Dans le même paragraphe, alors que le Canada et l'Union européenne défendaient le droit des adolescents à l'éducation sexuelle et le safe sex, les États Unis ont proposé de soutenir l'abstinence et des comportements responsables. Les négociations ont longtemps bloqué sur ces point. Après le subit revirement de l'Union européenne (dont la position est commune) très ferme auparavant, un nouveau bloc s'est formé autour du Liechtenstein et du Canada pour s'opposer aux positions des États-Unis.
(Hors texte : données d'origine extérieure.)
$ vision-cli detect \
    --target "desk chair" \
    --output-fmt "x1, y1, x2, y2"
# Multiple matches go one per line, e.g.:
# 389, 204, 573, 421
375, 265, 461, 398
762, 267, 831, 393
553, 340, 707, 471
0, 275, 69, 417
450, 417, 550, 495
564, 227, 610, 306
Les négociations ont finalement abouti à la suppression du terme " services " et des points relatifs à l'éducation sexuelle.

3/ La référence à la Convention relative aux droits de l'enfant. Ce texte de 1990 avait été accepté par tous les États membres, à l'exception des Etats-Unis, dont certains États demeuraient hostiles à la condamnation de la peine de mort pour les mineurs. Ceux-ci refusaient donc d'y faire référence, mais les Américains avaient deux autres motifs de défiance : 1/ une suspicion générale pour les textes internationaux qui imposent des contraintes à leur politique intérieure ; 2/ un texte centré sur les droits de l'enfant. Pour certains, cette approche relativise le rôle des parents comme si ceux-ci étaient absents de la réalité du bien-être des enfants. Finalement, un compromis a été trouvé, le nouveau texte faisant référence à la convention de manière assez souple pour ne pas obliger les États-Unis.

Au-delà de ces points particuliers, le bilan des négociations est positif. Le document final ne se trompe pas de priorités dans les combats à livrer pour créer un monde digne des enfants. Certains lobbies ne se préoccupaient que de l'implication des enfants dans le processus de décision et d'une éducation sexuelle " libérée " de l'influence des parents, alors même que 120 millions d'enfants ne vont pas à l'école. Pendant la dernière décennie, deux millions d'enfants ont étés tués dans des conflits, 6 millions mutilés et l'on compte aujourd'hui 13 millions d'orphelins à travers le monde.

En réponse à cette réalité, la déclaration commence par reconnaître la dignité de chaque enfant et souligner le rôle premier des parents et des familles en tant que principaux gardiens des enfants. Elle propose ensuite un plan d'action pour 1/ lutter contre la pauvreté, la malnutrition et les maladies, 2/ assurer une éducation de qualité, 3/ protéger contre la maltraitance, l'exploitation et la violence, 4/ lutter contre le sida, dont 1,4 million d'enfants de moins de quinze ans.

Sur ces différents points, les objectifs fixés sont très ambitieux, et n'auront de sens que si des moyens sont effectivement mis en œuvre pour les atteindre. Quoiqu'il en soit, le document final est centré sur les besoins réels des enfants et non sur une vision idéologique de leurs besoins.